If you happened to do that at the end of 2023 and purchased one lone share, it would have cost you $187.91. Today it is trading at $376.70. Doubled. Here’s the page where Spotify tracks investment information.
If you put up a song on Spotify in early 2024 – as that notorious “Spotify monetization threshold” was taking effect -- you would have needed to generate 1000 plays just to qualify for any royalty payments. Then after that, you would of course need a boatload of spins to net anything close to the stock price.

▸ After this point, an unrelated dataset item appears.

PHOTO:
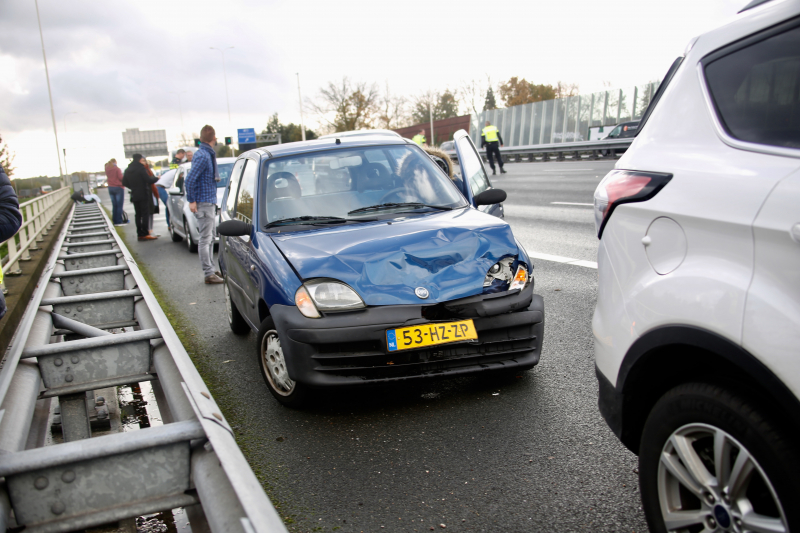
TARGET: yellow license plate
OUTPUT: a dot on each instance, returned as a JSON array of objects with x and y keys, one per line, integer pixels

That’s apart from the costs involved in creating and recording the track. Or the time and money needed for marketing that may (or may not) ramp those spins up to “scale.” The possibility of doubling the royalty in a year does exist, but it’s remote.
One far-future, far-flung, terrifically whimsical idea that’s just as remote: A subversive, artist-oriented activist shareholder revolt. Like a Carl Icahn maneuver without quite that level of raw greed.
You may say I’m a dreamer. Guilty as charged! Full disclosure: I’ve not done any research on this and have to assume that Daniel Ek, the Spotify czar, has insulated his company from such rogue attacks.
But this has been a season marked by wildly ambitious (or, depending on who’s speaking, dystopian) proposals, so just for 30 seconds consider this. The community of people affected by Spotify’s policies include tiny start-up artists and mega celebrities. Artists who got billion-dollar publishing payouts in the last five years and multinational corporations that have been forced to play in Spotify’s ill-kept AI-junked-up sandbox.
A coalition of these people of music – the deep-pocketed and the millions of creators who’ll never see a Spotify royalty and everyone in between – can become Spotify owners right now. Eventually, they could become a powerful bloc, capable of (at the minimum) creating the good kind of trouble at an annual meeting. There are plenty of musicians and music-adjacent household names who have no love for the streaming service. And would welcome the opportunity to be part of agitating for huge systemic change. Already there’s a template for how such a large coalition could organize its efforts – the non-profit American Society of Composers, Authors and Publishers (ASCAP).
The Spotify stock is performing well. The company is doing what it’s supposed to do to create wealth for stakeholders. At the same time, in word and deed Spotify shows boundless arrogance toward the people who create the music that is at the center of its business. That can’t last forever. One way to disrupt this corrosive dynamic is by speaking the only language Spotify knows: The language of Money.
Wonderful idea, Tom! As you and I discussed on my podcast Philly Jazz Talks About. https://youtu.be/apNhrFLbBR8?si=fHIbvuf-l3JmD-lW
Great idea, Tom. It's funny. I was just telling a friend yesterday how a greed-inspired, Carl Icahn-led bit of blackmail was the first domino to fall in a series of, let's call them financial engineering gambits, that led to the gutting of my Rust Belt hometown. I'd have to look at the ownership structure of Spotify to see if Ek has a controlling share (when my application to the music engineering program at the U was botched, I switched to the B-school, only to abandon that line of work for the greener pastures on the far fringes of music journalism). It's a longshot for sure, but nothing else seems to stop him--except for maybe a newer, more cynical and even more exploitative competitor who might make Spotify the MySpace of the vulture-capitalism-in-music space. Oy.